Quand on pense à ce monde fragmenté, avec des tensions et des réflexes de repli, ces forums sont des moments très importants. C’est un moment-monde pour faire le bilan des quatre années précédentes de la mise en œuvre du Pacte mondial sur les réfugiés, un moment pour reconnaitre la contribution des réfugiés eux-mêmes, un moment pour mettre en avant les contributions de la Société civile, des Etats, du secteur privé et de toutes les institutions internationales. C’est un moment galvaniseur pour tout le monde.
L’année 2022-2023 a été marquée par une montée du discours de haine contre les personnes étrangères noires au Maghreb, quelles sont les actions qui peuvent être menées pour lutter contre cette xénophobie ?

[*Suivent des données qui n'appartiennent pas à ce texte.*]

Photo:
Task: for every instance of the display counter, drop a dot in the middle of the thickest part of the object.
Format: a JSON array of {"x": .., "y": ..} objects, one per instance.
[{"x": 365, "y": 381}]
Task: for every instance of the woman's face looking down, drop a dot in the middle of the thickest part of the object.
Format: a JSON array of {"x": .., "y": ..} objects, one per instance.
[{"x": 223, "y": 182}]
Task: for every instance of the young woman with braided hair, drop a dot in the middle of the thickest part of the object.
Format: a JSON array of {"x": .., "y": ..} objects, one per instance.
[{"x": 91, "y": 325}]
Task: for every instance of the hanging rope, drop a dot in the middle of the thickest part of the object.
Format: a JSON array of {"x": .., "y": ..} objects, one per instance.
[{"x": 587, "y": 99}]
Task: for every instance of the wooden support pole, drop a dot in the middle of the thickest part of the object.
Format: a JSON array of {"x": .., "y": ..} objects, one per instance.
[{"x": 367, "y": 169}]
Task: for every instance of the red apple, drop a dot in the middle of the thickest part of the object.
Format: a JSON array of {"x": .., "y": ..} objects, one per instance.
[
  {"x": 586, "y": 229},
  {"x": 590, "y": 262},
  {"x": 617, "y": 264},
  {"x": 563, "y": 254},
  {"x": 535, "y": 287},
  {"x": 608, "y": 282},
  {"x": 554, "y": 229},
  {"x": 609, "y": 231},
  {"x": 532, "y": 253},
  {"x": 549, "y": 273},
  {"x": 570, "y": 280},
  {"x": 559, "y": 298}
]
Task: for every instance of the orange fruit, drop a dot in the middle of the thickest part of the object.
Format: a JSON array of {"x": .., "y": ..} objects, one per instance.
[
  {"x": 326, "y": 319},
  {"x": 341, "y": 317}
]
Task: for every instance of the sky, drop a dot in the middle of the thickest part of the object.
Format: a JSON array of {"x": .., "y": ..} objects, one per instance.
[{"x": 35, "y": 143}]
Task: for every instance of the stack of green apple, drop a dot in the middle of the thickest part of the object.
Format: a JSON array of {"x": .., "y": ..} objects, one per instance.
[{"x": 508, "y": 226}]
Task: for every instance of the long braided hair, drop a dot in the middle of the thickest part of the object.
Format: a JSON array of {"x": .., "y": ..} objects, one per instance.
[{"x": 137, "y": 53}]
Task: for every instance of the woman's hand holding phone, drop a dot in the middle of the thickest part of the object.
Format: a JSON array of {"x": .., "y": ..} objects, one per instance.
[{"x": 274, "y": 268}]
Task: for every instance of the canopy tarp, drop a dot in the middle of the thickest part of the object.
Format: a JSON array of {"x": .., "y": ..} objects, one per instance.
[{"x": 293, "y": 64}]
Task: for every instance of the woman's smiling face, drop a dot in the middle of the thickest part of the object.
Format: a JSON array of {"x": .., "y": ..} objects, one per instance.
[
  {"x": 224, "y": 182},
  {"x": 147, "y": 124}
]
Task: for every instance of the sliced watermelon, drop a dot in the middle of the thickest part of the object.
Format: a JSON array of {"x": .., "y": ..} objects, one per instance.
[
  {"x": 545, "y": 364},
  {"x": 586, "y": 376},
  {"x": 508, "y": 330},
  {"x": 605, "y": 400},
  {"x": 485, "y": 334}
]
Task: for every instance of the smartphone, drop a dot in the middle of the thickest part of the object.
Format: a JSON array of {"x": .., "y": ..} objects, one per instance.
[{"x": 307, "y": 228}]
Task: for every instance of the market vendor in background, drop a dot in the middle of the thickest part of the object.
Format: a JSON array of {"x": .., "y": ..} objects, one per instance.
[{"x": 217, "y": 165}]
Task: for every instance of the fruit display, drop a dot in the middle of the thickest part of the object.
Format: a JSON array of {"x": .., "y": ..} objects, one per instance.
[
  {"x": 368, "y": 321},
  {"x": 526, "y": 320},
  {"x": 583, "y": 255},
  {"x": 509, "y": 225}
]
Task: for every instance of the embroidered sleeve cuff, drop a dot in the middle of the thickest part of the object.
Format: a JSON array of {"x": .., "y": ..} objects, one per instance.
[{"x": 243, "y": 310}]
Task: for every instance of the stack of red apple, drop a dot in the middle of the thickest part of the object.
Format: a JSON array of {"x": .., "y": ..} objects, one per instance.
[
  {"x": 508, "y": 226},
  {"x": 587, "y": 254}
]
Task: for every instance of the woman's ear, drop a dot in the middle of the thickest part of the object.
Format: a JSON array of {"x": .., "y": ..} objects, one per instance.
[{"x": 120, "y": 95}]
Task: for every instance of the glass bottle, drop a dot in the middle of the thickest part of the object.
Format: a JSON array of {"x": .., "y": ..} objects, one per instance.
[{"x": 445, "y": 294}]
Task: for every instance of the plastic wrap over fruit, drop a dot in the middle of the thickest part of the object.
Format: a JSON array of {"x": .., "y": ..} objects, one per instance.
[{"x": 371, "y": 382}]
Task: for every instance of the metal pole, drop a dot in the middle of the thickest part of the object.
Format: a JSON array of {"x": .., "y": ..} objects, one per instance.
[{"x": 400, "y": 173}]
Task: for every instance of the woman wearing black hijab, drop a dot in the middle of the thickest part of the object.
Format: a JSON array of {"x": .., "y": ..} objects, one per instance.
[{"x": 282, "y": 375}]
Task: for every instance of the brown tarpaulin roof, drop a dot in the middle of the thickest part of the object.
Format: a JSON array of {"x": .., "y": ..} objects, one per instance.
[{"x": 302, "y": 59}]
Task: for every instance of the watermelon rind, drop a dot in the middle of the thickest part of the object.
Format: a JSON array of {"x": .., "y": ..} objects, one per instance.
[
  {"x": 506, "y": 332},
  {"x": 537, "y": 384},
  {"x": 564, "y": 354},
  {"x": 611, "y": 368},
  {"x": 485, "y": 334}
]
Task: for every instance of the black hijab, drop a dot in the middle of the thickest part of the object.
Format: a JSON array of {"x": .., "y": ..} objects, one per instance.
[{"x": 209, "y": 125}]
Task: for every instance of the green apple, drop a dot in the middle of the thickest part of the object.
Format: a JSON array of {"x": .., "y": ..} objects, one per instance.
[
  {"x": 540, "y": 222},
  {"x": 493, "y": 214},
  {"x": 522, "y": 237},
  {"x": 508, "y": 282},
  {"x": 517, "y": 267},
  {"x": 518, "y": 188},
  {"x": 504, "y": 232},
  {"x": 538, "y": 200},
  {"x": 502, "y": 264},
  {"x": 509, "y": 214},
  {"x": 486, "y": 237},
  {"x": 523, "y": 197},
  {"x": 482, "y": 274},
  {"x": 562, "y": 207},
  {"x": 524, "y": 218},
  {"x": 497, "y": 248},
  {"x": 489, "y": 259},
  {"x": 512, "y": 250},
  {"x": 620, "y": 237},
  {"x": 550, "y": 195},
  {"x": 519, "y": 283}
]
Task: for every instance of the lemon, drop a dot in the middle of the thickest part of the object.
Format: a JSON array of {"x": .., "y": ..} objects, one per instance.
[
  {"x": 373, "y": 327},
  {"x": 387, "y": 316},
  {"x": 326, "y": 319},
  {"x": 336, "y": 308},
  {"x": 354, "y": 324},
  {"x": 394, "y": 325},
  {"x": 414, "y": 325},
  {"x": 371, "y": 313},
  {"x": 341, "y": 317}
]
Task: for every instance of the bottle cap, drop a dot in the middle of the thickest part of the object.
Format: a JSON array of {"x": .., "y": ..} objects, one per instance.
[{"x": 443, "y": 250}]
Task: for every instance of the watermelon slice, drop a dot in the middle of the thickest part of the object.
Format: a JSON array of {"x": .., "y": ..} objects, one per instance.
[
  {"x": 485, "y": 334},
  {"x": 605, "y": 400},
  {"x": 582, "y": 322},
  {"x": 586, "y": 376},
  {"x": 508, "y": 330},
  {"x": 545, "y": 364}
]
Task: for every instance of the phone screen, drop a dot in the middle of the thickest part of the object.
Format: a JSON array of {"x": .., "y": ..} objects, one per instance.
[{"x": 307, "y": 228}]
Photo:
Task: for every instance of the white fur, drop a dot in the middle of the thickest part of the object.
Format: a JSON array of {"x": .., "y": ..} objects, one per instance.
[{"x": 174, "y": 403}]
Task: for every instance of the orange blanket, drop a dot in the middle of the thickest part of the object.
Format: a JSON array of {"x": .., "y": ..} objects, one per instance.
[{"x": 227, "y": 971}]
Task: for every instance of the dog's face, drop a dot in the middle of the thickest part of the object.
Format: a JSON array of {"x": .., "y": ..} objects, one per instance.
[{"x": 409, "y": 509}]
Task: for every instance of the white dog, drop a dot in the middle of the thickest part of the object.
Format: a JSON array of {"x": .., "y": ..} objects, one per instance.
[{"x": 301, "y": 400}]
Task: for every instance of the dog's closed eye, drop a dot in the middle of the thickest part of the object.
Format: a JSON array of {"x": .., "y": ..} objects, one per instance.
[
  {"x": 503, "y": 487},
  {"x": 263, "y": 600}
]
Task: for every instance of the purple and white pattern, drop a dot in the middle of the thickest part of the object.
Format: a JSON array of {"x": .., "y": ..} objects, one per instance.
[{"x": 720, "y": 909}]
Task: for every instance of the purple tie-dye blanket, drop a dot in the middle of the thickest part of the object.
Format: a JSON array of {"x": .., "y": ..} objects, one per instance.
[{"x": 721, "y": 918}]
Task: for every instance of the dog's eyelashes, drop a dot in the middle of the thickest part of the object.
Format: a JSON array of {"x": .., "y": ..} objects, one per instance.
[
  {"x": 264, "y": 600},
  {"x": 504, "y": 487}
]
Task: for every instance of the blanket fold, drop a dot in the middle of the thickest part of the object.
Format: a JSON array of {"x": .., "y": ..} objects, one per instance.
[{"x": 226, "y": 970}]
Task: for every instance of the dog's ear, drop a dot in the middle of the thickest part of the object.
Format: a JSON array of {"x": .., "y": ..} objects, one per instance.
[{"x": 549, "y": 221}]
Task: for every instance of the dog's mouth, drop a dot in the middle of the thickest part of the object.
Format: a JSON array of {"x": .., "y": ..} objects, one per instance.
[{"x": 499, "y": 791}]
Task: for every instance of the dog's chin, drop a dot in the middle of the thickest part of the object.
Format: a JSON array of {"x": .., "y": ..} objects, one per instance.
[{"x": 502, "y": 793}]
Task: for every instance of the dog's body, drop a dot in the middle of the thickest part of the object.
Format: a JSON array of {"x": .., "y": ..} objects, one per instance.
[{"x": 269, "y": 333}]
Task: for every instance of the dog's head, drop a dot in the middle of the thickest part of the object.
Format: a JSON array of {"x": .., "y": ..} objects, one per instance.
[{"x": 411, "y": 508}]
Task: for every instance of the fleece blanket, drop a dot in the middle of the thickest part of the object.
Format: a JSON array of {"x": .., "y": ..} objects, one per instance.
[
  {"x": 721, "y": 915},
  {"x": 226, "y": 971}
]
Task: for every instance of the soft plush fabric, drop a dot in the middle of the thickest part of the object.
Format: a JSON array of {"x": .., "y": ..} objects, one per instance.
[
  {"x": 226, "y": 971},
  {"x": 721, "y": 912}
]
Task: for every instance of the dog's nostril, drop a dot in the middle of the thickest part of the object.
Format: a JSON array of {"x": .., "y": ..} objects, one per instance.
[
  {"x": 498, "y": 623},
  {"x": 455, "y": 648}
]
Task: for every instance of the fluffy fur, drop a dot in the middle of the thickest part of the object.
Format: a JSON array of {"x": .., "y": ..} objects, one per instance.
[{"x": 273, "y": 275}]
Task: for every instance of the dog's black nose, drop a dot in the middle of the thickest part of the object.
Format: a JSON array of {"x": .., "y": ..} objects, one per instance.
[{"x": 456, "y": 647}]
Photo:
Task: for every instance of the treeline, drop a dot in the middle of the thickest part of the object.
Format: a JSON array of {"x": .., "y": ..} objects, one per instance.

Le vivre-ensemble est un thème qui fait partie de notre travail. Le vivre ensemble, c’est connaitre l’autre et mieux l’apprécier. Les médias peuvent jouer un travail important de déconstruction autour du rejet de l’autre et de toutes les réflexions de la non-acceptation de la figure de l’étranger. Il est nécessaire de travailler sur les raisons de ce qui pousse à ce sentiment de peur, et de rejet d’autrui. . Il est crucial de pouvoir créer un dialogue autour de ces questions. La seconde chose à faire serait le travail de recherche. Cette année, la Banque mondiale a publié son rapport annuel dédié cette année aux migrations qui revient sur vingt-ans de recherches sur l’apport des migrations. La principale conclusion est que l’impact des réfugiés est 80% positifs sur les pays d’accueil.
« En matière d’asile, les systèmes politiques sont amnésiques ».
Enfin, le troisième élément est de travailler sur la mémoire des mobilités. Les systèmes politiques actuels sont amnésiques. Nous devons rappeler que sommes tous le fruit des mobilités. Nos noms de famille et nos parcours le rappellent à chaque instant. Nous devons cultiver une mémoire des mobilités, celle de l’histoire Maroc-Afrique, mais aussi Maroc-Europe. Les années 90 et 2000 étaient celles d’une migration de jeunes marocains vers l’Espagne. Dans les années 40, durant la 2ème guerre mondiale, c’était des réfugiés républicains espagnols qui fuyaient la guerre civile espagnole et l’Espagne de Franco. Le travail de mémoire est aussi une réponse au discours haineux et au refus de l’autre.